Rates also rose across most racial and ethnic groups. Native American and Alaska Native adults were highest, rising from 7.5% to 11.2%. Hispanic adults went from 6.8% to 9.9%.

Black adults increased from 7.3% to 8.2%. White adults climbed from 4.5% to 6.3%, while Asian adults went from 3.9% to 4.8%.

“These findings suggest we’re seeing the steepest increases in memory and thinking problems among people who already face structural disadvantages,” de Havenon said. “We need to better understand and address the underlying social and economic factors that may be driving this trend.”

Younger adults most at risk

A near-doubling adults under 40 can echo for decades. It touches school, work, parenting, safety, and long-term health.

“More research is also needed to understand what’s driving the large increase in rates among younger adults, given the potential long-term implications for health, workforce productivity, and health care systems,” de Havenon said.

“It could reflect actual changes in brain health, better awareness and willingness to report problems, or other health and social factors.
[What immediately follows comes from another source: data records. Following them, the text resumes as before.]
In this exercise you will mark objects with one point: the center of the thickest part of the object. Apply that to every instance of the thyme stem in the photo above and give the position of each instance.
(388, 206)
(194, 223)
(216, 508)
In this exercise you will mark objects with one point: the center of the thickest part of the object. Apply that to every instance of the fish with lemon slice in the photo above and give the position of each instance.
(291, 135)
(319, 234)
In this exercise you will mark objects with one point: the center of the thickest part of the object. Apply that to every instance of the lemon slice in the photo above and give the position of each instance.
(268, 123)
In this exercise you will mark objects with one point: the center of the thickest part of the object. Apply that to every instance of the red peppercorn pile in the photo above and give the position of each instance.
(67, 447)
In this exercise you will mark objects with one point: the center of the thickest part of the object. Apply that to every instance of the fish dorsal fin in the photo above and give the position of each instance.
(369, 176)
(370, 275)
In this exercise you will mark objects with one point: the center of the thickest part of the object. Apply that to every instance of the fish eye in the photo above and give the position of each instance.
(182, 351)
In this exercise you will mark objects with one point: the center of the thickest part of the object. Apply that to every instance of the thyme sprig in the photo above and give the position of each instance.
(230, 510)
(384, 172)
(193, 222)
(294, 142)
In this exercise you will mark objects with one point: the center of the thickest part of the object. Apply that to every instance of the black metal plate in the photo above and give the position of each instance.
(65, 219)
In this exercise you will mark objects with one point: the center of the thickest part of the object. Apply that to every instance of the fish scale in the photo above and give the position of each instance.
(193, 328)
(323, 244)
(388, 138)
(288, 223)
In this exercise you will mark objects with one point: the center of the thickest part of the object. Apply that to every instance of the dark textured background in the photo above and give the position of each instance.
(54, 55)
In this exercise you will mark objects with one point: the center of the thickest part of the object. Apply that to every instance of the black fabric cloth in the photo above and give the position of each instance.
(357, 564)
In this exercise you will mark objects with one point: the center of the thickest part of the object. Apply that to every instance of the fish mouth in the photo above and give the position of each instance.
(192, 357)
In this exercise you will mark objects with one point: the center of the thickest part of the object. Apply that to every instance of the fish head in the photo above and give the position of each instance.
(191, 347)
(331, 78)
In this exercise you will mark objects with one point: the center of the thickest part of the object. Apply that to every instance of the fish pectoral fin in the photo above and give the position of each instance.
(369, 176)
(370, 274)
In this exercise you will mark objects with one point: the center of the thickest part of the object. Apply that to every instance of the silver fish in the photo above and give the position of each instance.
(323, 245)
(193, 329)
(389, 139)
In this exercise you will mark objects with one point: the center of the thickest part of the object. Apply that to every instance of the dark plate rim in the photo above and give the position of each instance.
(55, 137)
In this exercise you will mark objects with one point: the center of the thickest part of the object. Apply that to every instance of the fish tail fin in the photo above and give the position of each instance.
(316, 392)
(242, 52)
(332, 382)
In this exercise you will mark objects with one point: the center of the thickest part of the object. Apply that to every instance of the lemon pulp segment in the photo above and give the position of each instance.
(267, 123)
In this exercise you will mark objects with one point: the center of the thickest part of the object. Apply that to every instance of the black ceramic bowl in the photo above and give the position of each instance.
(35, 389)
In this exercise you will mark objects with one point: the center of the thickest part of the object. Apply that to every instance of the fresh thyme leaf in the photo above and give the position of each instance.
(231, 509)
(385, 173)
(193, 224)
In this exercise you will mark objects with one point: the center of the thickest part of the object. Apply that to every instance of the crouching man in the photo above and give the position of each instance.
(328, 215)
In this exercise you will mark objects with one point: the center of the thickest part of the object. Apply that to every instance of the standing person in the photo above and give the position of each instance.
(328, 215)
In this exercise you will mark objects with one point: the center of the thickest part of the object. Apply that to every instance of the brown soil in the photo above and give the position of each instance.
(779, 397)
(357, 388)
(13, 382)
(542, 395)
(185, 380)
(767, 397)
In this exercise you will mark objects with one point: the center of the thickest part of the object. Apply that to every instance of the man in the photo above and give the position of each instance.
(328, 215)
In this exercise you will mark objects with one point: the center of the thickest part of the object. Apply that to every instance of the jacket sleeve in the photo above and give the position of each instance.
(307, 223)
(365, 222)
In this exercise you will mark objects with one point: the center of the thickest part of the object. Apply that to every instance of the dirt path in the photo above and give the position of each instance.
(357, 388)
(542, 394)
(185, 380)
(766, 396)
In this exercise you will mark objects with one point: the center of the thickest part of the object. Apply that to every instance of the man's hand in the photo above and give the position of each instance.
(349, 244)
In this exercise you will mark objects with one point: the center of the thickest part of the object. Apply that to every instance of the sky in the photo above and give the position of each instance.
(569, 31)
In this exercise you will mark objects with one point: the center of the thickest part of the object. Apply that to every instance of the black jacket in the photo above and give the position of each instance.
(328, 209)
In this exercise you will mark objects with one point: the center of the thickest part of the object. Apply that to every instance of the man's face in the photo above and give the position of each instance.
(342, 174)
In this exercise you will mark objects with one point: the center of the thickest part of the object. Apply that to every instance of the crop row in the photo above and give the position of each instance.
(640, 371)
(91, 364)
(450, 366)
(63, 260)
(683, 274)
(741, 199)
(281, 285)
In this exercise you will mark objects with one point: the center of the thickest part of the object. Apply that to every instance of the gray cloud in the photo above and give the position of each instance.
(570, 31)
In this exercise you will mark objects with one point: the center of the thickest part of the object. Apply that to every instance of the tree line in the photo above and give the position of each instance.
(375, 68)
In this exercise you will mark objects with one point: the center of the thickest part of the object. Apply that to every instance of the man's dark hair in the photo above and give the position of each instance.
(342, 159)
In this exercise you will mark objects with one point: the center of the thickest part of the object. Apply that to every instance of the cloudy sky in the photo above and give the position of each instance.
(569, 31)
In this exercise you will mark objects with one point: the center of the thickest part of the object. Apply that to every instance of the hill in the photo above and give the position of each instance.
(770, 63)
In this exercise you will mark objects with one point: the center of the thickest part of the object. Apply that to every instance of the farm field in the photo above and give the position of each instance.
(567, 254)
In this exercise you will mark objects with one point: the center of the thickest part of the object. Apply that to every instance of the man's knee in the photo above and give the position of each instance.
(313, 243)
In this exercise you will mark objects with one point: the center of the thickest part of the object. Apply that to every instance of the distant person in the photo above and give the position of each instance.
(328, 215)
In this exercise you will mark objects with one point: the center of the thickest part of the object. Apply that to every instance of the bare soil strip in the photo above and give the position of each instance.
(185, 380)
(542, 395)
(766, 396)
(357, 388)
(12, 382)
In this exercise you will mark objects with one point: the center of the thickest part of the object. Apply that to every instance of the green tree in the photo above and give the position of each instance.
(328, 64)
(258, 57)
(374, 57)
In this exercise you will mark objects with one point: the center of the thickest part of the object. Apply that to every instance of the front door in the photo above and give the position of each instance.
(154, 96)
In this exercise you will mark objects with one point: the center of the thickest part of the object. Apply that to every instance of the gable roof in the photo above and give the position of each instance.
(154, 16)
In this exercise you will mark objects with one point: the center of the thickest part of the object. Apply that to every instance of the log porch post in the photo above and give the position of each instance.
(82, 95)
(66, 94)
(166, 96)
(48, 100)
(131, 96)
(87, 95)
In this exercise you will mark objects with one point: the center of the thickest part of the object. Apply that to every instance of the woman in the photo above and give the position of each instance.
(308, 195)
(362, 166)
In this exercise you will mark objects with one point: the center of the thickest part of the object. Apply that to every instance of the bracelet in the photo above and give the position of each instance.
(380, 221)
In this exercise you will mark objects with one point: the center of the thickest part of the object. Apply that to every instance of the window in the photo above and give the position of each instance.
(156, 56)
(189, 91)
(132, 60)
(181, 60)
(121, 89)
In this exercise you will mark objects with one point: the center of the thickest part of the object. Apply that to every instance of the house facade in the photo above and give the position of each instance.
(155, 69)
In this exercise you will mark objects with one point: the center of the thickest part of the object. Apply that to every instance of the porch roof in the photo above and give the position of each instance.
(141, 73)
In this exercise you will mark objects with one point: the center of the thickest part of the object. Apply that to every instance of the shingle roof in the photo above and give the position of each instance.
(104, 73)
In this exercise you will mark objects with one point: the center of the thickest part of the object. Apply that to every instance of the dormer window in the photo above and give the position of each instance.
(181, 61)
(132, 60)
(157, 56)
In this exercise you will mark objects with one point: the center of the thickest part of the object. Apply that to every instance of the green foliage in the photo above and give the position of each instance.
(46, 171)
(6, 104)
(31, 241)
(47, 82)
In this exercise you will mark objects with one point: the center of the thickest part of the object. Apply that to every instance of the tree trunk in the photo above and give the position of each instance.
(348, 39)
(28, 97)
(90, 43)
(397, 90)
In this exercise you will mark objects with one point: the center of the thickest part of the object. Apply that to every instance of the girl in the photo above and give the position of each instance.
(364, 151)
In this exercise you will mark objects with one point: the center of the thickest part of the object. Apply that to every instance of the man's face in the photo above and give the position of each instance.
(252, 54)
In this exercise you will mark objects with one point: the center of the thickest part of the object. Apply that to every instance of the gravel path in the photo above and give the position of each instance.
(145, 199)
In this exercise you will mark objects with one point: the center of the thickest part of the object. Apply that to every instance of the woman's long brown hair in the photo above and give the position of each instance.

But regardless of possible causes, the rise is real – and it’s especially pronounced in people under 40.”

What is driving memory issues?

The study wasn’t built to identify causes. But the pattern lines up with familiar headwinds: financial strain, unstable housing, food insecurity, chronic stress, poor sleep, untreated high blood pressure and diabetes, air pollution, and lingering effects from infections.

Technology habits and nonstop screens may play a role for attention and sleep. Access to care matters too. If you can’t get a timely appointment, small problems can snowball into daily struggles with memory and focus.

It’s one question, asked on the phone, over many years. That scale is a strength. The simplicity is a weakness. Self-report is blunt. It can capture pain, stress, burnout, long COVID symptoms, and psychiatric distress as well as neurological disease.

However, recall is imperfect. The definition of disability is broad. Still, the increase shows up across subgroups and years, even after excluding depression and the once-in-a-century shock of 2020. That consistency is hard to wave away.

Responding to the warning

Treat it like an early warning. Make it easier for people to get help for sleep, mood, anxiety, and vascular risks. Bring screening and counseling into primary care and workplaces.

Expand access to cognitive rehab and occupational therapy where it’s needed. Invest in upstream fixes – tobacco control, clean air, safer streets for activity, healthier food options, and stable access to preventive care – so fewer people find themselves in cognitive quicksand in the first place.

If your brain feels foggier than it used to, you’re not alone. The rise is showing up in the data, especially in younger adults and in communities already carrying more weight. It isn’t the same thing as a diagnosis, but it is a signal worth acting on – individually and together.

The sooner we pair support for people with fixes to the conditions that strain thinking in the first place, the better the odds we’ll bend this curve in the decade ahead.

The study was published in Neurology®, the medical journal of the American Academy of Neurology.